However, many tourist-respondents were confused and even upset by the cultural program, in which the people of the community wore the traditional grass skirts and red body paint of their ancestors and performed traditional Quichua music and dances. Many tourist-respondents questioned the authenticity of these performances, since they appeared incongruent with contemporary Quichua life. These concerns echoed scholarly research into tourism and authenticity, which postulate both a touristic need for authenticity and the ubiquity of "staged authenticity," which may only frustrate the earnest seeker of true authenticity. Ironically, in Río Blanco the rediscovery of traditional music and dance for tourism purposes may well lead to its reincorporation into community festivals, increasing its authenticity in the tourism program.
Summary: The potential of Río Blanco's ecotourism project as
sustainable, appropriate development currently appears strong.
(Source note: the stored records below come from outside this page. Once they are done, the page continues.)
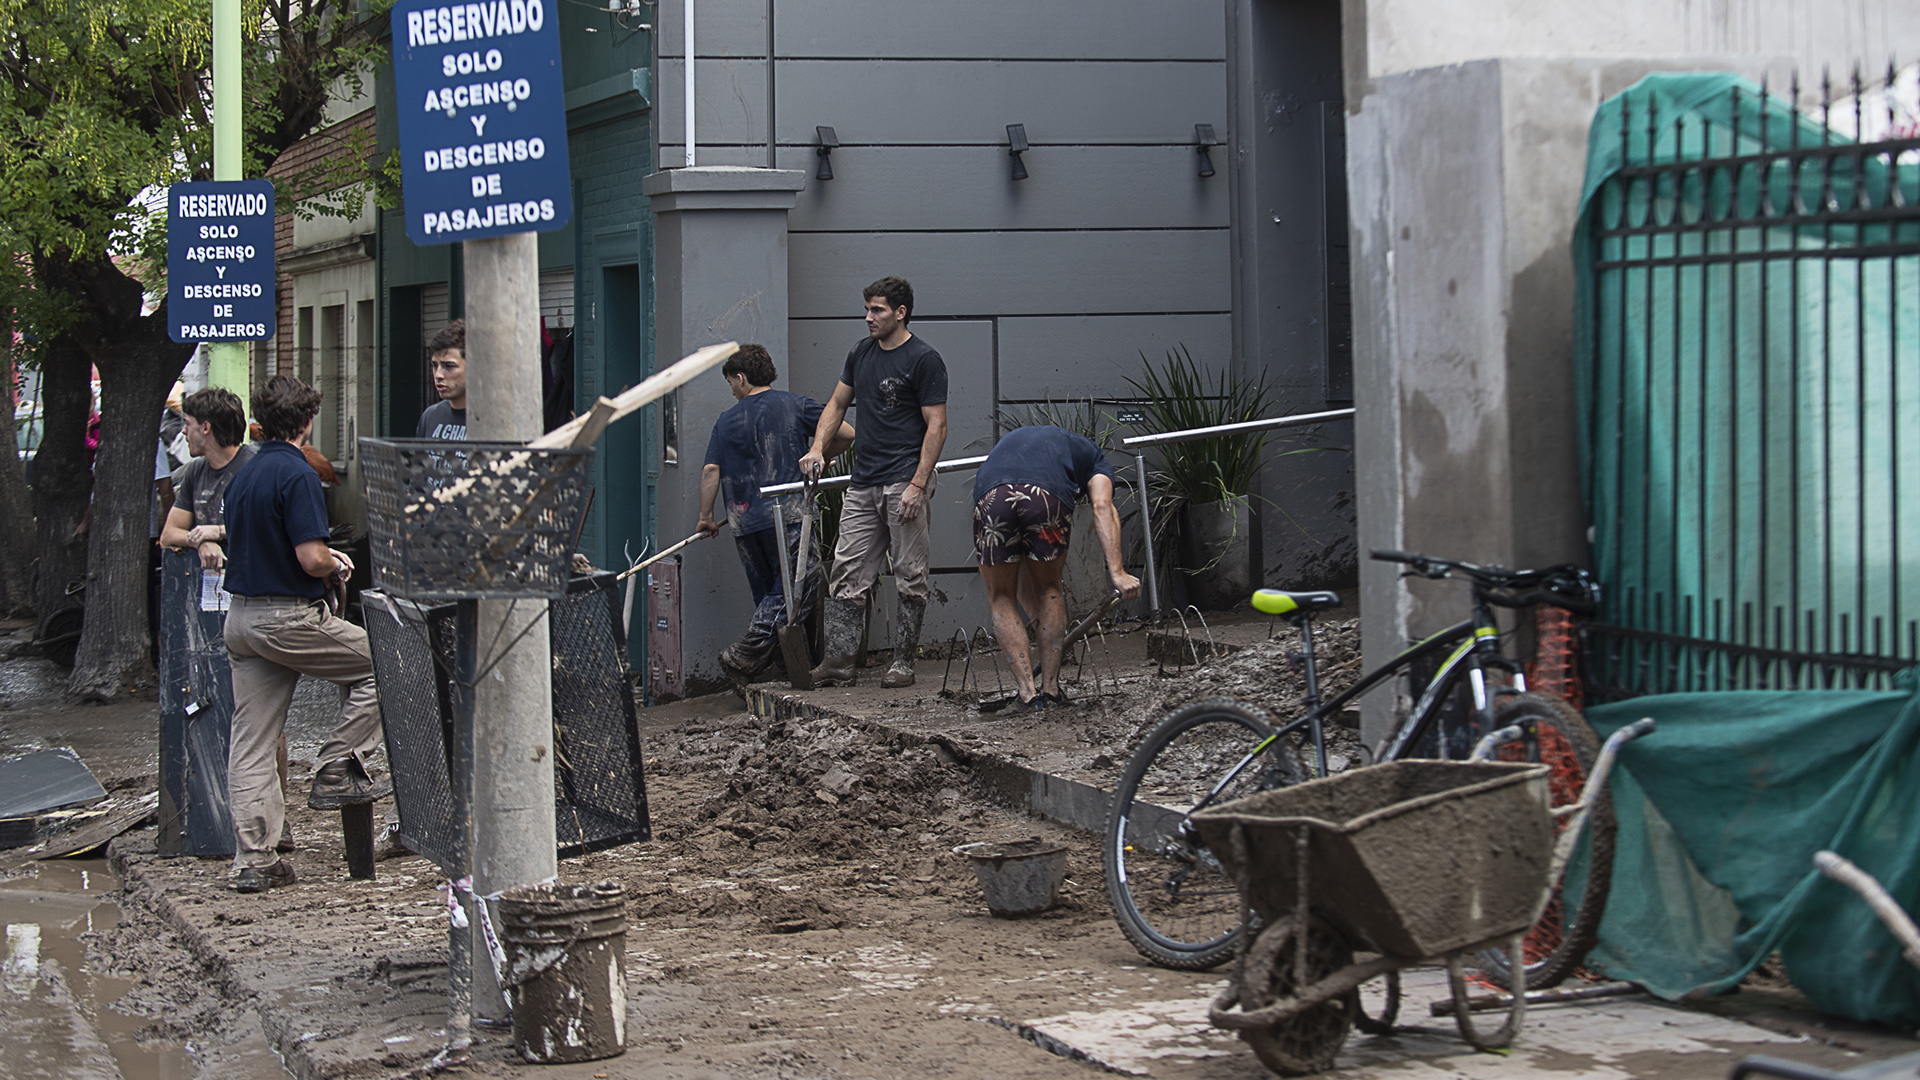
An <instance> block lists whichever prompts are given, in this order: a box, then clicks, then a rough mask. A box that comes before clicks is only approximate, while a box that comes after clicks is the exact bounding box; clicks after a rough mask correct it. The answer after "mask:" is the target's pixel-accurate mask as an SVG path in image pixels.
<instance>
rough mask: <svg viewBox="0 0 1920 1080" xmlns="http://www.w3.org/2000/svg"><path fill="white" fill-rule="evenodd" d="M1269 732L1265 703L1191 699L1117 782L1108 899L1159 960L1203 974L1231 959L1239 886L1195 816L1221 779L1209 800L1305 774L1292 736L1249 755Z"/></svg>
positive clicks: (1239, 929)
mask: <svg viewBox="0 0 1920 1080" xmlns="http://www.w3.org/2000/svg"><path fill="white" fill-rule="evenodd" d="M1269 734H1273V717H1271V715H1267V711H1265V709H1261V707H1260V705H1250V703H1246V701H1235V700H1233V698H1212V700H1206V701H1192V703H1188V705H1183V707H1181V709H1175V711H1173V713H1169V715H1167V717H1165V719H1164V721H1160V723H1158V724H1154V728H1152V730H1150V732H1146V738H1142V740H1140V748H1139V749H1137V751H1135V753H1133V757H1131V759H1129V761H1127V769H1125V771H1123V773H1121V776H1119V784H1116V786H1114V801H1112V805H1110V809H1108V819H1106V838H1104V844H1102V849H1100V857H1102V865H1104V869H1106V896H1108V899H1112V901H1114V917H1116V920H1117V922H1119V928H1121V932H1125V934H1127V940H1129V942H1133V947H1137V949H1140V955H1142V957H1146V959H1150V961H1154V963H1156V965H1162V967H1171V969H1179V970H1206V969H1210V967H1217V965H1219V963H1221V961H1225V959H1227V957H1231V955H1233V947H1235V938H1236V936H1238V934H1240V905H1242V899H1240V892H1238V888H1235V882H1233V878H1231V876H1229V874H1227V871H1225V869H1223V867H1221V865H1219V859H1215V857H1213V853H1212V851H1208V849H1206V844H1204V842H1202V840H1200V836H1198V834H1196V832H1194V830H1192V826H1190V824H1188V815H1190V813H1192V809H1194V805H1198V803H1200V801H1202V799H1206V798H1208V794H1210V792H1213V788H1215V786H1217V784H1223V782H1225V786H1223V788H1221V790H1219V794H1217V796H1213V801H1212V803H1210V805H1219V803H1225V801H1229V799H1236V798H1240V796H1250V794H1254V792H1263V790H1269V788H1283V786H1288V784H1298V782H1302V780H1306V771H1304V769H1302V767H1300V757H1298V755H1296V753H1294V748H1292V744H1290V742H1286V740H1275V742H1273V746H1269V748H1267V749H1265V751H1263V753H1261V755H1260V757H1254V759H1250V755H1252V753H1254V749H1256V748H1258V746H1260V744H1261V742H1263V740H1265V738H1267V736H1269ZM1242 761H1246V769H1240V773H1238V774H1235V776H1233V778H1231V780H1227V776H1229V774H1231V773H1233V769H1235V767H1238V765H1240V763H1242Z"/></svg>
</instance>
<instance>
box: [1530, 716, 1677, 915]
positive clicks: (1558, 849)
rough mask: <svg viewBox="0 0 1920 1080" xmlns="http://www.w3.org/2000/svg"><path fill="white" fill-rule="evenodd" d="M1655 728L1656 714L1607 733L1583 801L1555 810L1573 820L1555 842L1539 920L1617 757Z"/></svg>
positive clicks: (1562, 807) (1540, 902)
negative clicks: (1632, 743) (1586, 819)
mask: <svg viewBox="0 0 1920 1080" xmlns="http://www.w3.org/2000/svg"><path fill="white" fill-rule="evenodd" d="M1653 728H1655V723H1653V717H1644V719H1638V721H1634V723H1630V724H1626V726H1624V728H1620V730H1617V732H1613V734H1611V736H1607V742H1605V744H1603V746H1601V748H1599V761H1596V763H1594V771H1592V773H1590V774H1588V776H1586V788H1582V790H1580V801H1576V803H1572V805H1569V807H1559V809H1555V811H1553V817H1569V815H1572V821H1569V822H1567V828H1563V830H1561V834H1559V840H1557V842H1555V844H1553V861H1551V863H1549V865H1548V888H1546V892H1544V894H1542V896H1540V905H1538V907H1536V909H1534V920H1536V922H1538V920H1540V915H1542V913H1544V911H1546V907H1548V903H1551V899H1553V890H1557V888H1559V884H1561V876H1563V874H1565V872H1567V863H1569V861H1572V849H1574V844H1578V842H1580V832H1582V830H1584V828H1586V819H1588V817H1590V811H1592V809H1594V801H1596V799H1601V798H1605V796H1607V778H1609V776H1611V774H1613V759H1615V757H1619V753H1620V748H1622V746H1626V744H1628V742H1634V740H1636V738H1640V736H1644V734H1647V732H1651V730H1653Z"/></svg>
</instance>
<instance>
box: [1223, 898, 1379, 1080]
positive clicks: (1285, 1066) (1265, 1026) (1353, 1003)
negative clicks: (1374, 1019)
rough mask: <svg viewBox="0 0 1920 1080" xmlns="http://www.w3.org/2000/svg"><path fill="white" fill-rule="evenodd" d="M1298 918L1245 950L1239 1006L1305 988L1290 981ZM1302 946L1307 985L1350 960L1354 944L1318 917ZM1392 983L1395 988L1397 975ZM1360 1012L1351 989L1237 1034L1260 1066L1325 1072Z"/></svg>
mask: <svg viewBox="0 0 1920 1080" xmlns="http://www.w3.org/2000/svg"><path fill="white" fill-rule="evenodd" d="M1296 922H1298V917H1294V919H1286V920H1283V922H1277V924H1275V926H1269V928H1267V930H1263V932H1261V934H1260V938H1258V940H1256V942H1254V947H1250V949H1248V951H1246V965H1244V969H1242V974H1240V1001H1242V1005H1240V1009H1242V1011H1248V1013H1252V1011H1256V1009H1265V1007H1267V1005H1273V1003H1275V1001H1281V999H1284V997H1294V995H1296V994H1298V992H1300V990H1304V986H1298V984H1296V982H1294V949H1298V947H1300V934H1296V932H1294V926H1296ZM1306 949H1308V982H1306V984H1308V986H1311V984H1315V982H1319V980H1323V978H1327V976H1329V974H1332V972H1336V970H1340V969H1344V967H1350V965H1352V963H1354V949H1352V947H1348V944H1346V940H1344V938H1342V936H1340V932H1338V930H1334V928H1332V926H1329V924H1327V922H1323V920H1321V919H1317V917H1315V919H1308V932H1306ZM1394 986H1396V988H1398V980H1396V984H1394ZM1359 1013H1361V1009H1359V990H1352V992H1348V994H1342V995H1338V997H1334V999H1331V1001H1321V1003H1317V1005H1311V1007H1308V1009H1304V1011H1300V1013H1294V1015H1292V1017H1286V1019H1283V1020H1277V1022H1273V1024H1267V1026H1263V1028H1246V1030H1242V1032H1240V1038H1242V1040H1246V1043H1248V1045H1250V1047H1254V1055H1256V1057H1260V1061H1261V1065H1265V1067H1267V1068H1271V1070H1275V1072H1279V1074H1281V1076H1306V1074H1309V1072H1325V1070H1327V1068H1332V1063H1334V1059H1336V1057H1340V1047H1342V1045H1346V1034H1348V1032H1350V1030H1352V1028H1354V1022H1356V1020H1357V1019H1359Z"/></svg>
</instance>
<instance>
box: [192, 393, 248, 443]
mask: <svg viewBox="0 0 1920 1080" xmlns="http://www.w3.org/2000/svg"><path fill="white" fill-rule="evenodd" d="M180 411H182V413H186V415H190V417H194V419H196V421H200V423H204V425H207V427H209V429H213V438H215V440H217V442H219V444H221V446H240V444H242V442H246V405H242V404H240V394H234V392H232V390H227V388H221V386H207V388H205V390H194V392H192V394H188V396H186V400H184V402H180Z"/></svg>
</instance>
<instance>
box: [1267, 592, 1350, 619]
mask: <svg viewBox="0 0 1920 1080" xmlns="http://www.w3.org/2000/svg"><path fill="white" fill-rule="evenodd" d="M1329 607H1340V594H1338V592H1327V590H1315V592H1283V590H1279V588H1258V590H1254V611H1265V613H1267V615H1306V613H1308V611H1325V609H1329Z"/></svg>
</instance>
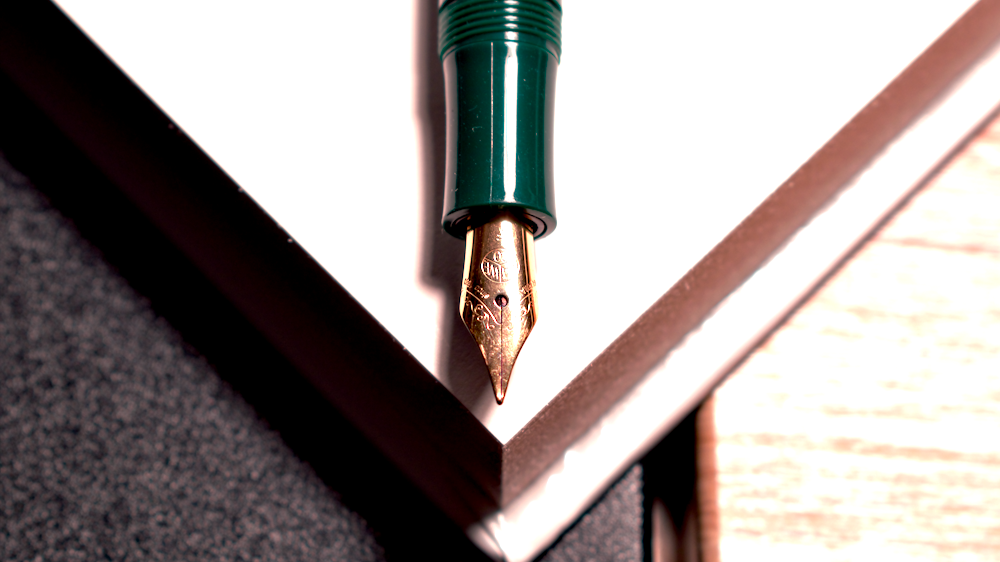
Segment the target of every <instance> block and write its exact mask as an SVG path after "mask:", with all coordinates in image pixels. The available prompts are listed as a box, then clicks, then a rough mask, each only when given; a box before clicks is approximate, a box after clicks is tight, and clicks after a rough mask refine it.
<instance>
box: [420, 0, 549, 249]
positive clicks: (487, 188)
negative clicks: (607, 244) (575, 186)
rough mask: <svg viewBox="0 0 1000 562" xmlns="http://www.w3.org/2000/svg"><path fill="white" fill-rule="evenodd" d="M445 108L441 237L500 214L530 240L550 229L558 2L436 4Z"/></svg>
mask: <svg viewBox="0 0 1000 562" xmlns="http://www.w3.org/2000/svg"><path fill="white" fill-rule="evenodd" d="M440 13H441V20H440V21H441V42H440V44H441V58H442V62H443V64H444V78H445V97H446V103H447V131H448V135H447V137H448V138H447V146H448V152H447V157H446V172H445V197H444V218H443V224H444V227H445V229H446V230H447V231H448V232H450V233H451V234H453V235H455V236H457V237H459V238H463V239H464V238H465V233H466V231H467V230H468V229H469V228H470V227H475V226H477V225H478V223H479V222H480V221H482V220H487V219H488V218H490V217H492V216H493V215H495V214H496V212H497V211H498V210H500V209H503V210H508V211H512V212H514V213H517V214H520V215H521V216H522V217H523V218H524V219H525V220H526V222H528V223H529V225H531V226H532V228H533V230H534V234H535V238H540V237H542V236H545V235H547V234H549V233H550V232H552V230H553V229H554V228H555V226H556V215H555V196H554V190H553V181H552V178H553V174H552V134H553V131H552V124H553V110H554V106H555V80H556V69H557V68H558V64H559V55H560V44H559V22H560V18H561V15H562V11H561V8H560V7H559V4H558V3H555V2H552V1H551V0H450V1H448V2H445V3H444V4H443V5H442V6H441V11H440Z"/></svg>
While not all
Quichua respondents indicated that they saw the connection between tourism
development and forest preservation, a growing conservationist ethic among
members suggests that such a linkage may be evolving. It remains unclear,
however, how this ethic will affect agricultural activity. Most respondents
reported that they would rather increase tourism than agricultural production,
but nearly half also said they intended to clear more forest for cultivation.
Many members may have difficulty accepting the opportunity costs of further
ecotourism development. Until the community decides how much trust it can place
in ecotourism as a reliable and sustainable economic activity, agriculture will
probably continue to expand.
In the evaluation of development schemes, what is of prime importance for both community members and the coordinators of Quichua ecotourism projects is the survival of Quichua culture. If Río Blanco's ecotourism project does not disrupt established social and political structures of the community, it may qualify as appropriate development even though it is not a traditional form of development. Furthermore, it may serve as a tool to help rural Quichua learn business skills which are crucial if they are to succeed in dealings with mestizo residents of the area as well as with other Ecuadorian and foreign parties. In this way, ecotourism may not be an end in itself but merely a bridge to the future. The sustainability of a particular ecotourism project may be irrelevant in the long run. What matters is its impact on the local people and environment, and how well it serves them against the challenges ahead.